Saturday 28 May 2011

The end of the world, or not


I'm troubled about recent predictions of the end of the world for so many reasons. Not least, the fact that Jesus said that 'no one knows, not even the Son of Man', should be enough for fundamentalist prophets who purport to be 'biblical'. The irony is that they are no more biblical than the rest of us, perhaps much less so. They come to the scriptures with an arrogant certainty that is built on their own need to be right, and what comes out is so skewed, it's unrecognizable to mainstream Christians. It strikes me that if they belonged to the church, and stood under authority, they might stand a chance. But they are accountable to no one, and build their own kingdoms in the air. May their kingdoms fail.

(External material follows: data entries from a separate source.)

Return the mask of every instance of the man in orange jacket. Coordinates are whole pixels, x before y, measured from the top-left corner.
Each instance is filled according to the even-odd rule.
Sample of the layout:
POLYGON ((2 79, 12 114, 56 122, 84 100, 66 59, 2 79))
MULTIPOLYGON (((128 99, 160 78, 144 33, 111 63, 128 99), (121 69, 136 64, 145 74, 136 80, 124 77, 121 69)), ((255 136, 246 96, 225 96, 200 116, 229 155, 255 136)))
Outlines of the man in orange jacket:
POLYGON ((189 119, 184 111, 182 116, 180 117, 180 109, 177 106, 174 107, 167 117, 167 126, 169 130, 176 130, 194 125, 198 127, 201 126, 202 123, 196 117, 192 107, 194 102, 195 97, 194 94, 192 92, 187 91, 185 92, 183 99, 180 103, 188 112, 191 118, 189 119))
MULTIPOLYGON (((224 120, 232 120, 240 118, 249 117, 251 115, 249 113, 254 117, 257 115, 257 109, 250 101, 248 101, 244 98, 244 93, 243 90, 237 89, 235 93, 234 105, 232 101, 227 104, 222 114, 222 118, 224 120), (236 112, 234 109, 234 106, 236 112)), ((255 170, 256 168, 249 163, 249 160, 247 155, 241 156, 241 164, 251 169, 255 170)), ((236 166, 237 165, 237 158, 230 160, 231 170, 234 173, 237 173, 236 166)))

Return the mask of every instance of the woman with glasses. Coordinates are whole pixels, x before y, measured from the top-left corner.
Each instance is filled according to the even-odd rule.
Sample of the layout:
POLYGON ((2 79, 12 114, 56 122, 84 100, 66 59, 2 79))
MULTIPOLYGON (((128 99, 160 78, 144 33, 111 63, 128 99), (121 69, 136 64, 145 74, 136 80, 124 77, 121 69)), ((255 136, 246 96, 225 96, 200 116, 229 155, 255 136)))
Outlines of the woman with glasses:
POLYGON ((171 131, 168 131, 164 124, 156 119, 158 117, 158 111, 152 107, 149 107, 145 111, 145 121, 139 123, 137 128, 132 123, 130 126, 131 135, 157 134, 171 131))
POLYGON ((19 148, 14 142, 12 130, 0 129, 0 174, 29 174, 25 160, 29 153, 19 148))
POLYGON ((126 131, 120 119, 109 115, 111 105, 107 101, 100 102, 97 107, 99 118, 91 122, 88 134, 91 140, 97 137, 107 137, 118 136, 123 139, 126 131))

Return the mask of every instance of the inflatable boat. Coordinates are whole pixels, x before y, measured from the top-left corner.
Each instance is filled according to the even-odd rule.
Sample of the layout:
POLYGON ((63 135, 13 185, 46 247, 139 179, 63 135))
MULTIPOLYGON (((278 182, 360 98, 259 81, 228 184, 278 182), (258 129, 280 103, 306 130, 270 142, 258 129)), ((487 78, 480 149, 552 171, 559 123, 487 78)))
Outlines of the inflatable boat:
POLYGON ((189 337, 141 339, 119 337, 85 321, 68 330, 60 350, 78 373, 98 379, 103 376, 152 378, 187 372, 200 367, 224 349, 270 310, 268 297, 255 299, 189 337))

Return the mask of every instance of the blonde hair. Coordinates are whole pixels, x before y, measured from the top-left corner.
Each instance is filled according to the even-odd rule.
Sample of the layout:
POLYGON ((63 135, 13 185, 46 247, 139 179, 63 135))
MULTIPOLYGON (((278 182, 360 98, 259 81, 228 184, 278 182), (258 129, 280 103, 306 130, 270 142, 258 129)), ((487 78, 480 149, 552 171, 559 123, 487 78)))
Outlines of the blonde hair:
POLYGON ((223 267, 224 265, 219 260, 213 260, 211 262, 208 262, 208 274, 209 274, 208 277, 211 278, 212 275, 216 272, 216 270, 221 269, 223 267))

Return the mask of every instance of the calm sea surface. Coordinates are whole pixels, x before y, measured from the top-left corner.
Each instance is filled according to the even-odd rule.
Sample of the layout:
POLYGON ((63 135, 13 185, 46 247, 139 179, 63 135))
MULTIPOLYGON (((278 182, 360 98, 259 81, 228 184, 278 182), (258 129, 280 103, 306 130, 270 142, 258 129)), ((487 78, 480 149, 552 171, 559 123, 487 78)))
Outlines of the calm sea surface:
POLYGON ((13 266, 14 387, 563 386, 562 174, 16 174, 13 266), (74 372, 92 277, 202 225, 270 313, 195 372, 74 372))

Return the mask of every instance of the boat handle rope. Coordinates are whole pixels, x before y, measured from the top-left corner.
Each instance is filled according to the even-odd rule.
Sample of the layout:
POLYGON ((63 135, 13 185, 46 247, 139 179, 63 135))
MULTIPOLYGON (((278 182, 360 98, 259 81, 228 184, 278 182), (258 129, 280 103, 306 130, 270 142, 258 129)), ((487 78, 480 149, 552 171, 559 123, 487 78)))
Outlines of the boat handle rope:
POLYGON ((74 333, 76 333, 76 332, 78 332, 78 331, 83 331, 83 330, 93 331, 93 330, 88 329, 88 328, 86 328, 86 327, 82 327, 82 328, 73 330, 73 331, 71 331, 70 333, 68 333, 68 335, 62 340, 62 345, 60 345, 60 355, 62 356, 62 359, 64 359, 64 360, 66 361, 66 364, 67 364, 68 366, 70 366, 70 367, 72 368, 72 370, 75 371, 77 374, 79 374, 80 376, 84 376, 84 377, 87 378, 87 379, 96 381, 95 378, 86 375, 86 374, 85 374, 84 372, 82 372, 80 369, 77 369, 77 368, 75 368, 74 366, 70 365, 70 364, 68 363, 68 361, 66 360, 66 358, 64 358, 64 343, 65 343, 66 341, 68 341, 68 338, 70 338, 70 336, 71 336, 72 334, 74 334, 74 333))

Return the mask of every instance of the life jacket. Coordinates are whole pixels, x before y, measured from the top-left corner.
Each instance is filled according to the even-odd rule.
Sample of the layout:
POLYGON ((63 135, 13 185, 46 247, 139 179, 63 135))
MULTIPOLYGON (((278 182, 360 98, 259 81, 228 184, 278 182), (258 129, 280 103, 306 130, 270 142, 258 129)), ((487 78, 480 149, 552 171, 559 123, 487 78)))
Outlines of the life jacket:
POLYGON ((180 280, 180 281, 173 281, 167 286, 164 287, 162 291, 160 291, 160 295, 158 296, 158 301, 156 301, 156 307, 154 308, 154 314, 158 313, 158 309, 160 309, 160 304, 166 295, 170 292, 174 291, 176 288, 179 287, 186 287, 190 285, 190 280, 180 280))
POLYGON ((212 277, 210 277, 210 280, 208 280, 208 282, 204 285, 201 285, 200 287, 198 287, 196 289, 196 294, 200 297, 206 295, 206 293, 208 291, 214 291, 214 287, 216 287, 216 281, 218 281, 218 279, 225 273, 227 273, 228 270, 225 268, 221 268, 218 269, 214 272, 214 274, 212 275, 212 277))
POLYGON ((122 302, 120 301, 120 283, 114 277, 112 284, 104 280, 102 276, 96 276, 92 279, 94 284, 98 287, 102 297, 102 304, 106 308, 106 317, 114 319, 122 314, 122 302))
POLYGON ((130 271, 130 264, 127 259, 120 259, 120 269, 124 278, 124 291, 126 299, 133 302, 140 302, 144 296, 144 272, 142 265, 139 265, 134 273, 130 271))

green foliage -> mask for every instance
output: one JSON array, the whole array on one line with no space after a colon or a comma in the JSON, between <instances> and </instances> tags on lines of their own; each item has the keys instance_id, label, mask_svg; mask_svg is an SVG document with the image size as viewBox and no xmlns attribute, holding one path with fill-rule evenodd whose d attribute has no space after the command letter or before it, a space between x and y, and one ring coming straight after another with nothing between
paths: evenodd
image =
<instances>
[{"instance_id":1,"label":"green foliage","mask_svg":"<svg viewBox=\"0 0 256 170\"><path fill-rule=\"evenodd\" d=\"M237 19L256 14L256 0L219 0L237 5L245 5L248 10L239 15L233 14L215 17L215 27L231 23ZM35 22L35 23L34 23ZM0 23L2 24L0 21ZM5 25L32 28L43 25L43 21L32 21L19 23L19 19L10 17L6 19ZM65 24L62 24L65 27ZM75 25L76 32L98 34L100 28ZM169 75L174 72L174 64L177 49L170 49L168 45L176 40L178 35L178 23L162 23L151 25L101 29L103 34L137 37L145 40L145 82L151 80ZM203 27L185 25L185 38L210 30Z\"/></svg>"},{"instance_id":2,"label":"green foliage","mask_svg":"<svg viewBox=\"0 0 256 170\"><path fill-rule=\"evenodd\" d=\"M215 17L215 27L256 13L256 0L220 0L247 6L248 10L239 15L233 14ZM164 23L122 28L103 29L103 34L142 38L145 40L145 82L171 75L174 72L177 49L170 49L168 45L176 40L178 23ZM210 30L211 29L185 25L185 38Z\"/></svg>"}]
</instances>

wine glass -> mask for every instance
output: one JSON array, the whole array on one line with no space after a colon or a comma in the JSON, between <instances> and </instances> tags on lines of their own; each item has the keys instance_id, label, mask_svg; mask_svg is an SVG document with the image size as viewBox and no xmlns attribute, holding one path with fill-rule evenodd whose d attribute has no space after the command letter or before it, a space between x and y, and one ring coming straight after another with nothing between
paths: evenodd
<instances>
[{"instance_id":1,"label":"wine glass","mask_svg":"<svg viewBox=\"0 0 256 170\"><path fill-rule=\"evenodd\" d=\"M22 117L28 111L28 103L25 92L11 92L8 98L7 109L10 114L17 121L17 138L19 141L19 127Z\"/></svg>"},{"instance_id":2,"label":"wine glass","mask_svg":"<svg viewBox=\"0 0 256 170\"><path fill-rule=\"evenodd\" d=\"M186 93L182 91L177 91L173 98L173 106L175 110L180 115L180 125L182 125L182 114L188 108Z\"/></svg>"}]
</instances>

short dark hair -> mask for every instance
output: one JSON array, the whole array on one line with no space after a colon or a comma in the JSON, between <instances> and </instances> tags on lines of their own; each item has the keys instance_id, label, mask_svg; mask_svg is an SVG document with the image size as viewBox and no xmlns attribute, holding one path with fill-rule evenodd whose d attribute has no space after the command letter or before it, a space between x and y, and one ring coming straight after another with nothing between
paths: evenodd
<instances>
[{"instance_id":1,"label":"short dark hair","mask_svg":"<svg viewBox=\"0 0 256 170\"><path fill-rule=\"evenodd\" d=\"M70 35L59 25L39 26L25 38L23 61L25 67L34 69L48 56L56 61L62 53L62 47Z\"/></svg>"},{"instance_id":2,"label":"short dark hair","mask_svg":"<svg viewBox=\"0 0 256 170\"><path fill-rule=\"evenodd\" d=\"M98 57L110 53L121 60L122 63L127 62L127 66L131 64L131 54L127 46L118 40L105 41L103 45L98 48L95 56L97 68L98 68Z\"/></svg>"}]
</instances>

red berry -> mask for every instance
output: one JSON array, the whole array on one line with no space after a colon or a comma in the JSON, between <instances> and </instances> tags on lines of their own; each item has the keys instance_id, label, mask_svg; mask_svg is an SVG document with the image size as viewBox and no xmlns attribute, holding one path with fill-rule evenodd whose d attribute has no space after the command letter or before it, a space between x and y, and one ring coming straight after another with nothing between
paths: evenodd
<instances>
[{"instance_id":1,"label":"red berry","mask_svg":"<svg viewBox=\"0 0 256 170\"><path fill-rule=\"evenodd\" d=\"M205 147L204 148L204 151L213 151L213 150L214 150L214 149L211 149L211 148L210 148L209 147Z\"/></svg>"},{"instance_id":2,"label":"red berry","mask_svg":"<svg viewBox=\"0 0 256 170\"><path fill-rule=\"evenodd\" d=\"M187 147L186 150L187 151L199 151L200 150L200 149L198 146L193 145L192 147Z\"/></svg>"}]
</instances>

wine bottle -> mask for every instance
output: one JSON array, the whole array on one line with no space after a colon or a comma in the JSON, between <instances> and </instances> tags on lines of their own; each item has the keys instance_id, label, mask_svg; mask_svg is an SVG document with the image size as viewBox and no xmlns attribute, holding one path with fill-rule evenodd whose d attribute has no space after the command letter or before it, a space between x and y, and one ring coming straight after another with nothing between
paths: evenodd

Why is it that God doesn't want us to know when the end comes? Probably because we are sinners. I heard last week of the woman who sold everything because she thought she was going to die. She recovered, and then she had to replace everything in her house. The result was that she lost all her memories, and now has to live with new anonymous and relatively meaningless objects. A Russian teenager has committed suicide, purportedly because of her fear of the prophecies that hit the media. Essentially, we can't cope with knowing the future. What God gives us in Jesus Christ is hope, not knowledge, and it's this hope that I really want to focus on now.

Hope is grounded in God's will, God's plan, God's character. I hope because I believe that God has my [and our] best interests at heart. I believe that God wills blessing, and not curse. I believe all this because I hear it in the Old Testament's story, and because it's why Jesus came. I don't always understand - and often life seems to flow away from hope - and I know that I couldn't live with the knowledge of all that might happen to me. (I spend far too long worrying about the skies that won't fall in...) But I couldn't live without the knowledge that God has created me out of love, for a purpose, and that this purpose is woven into his eternal purposes. For today, that's enough for me. Let Jesus come again: I'm ready, but I'm not waiting.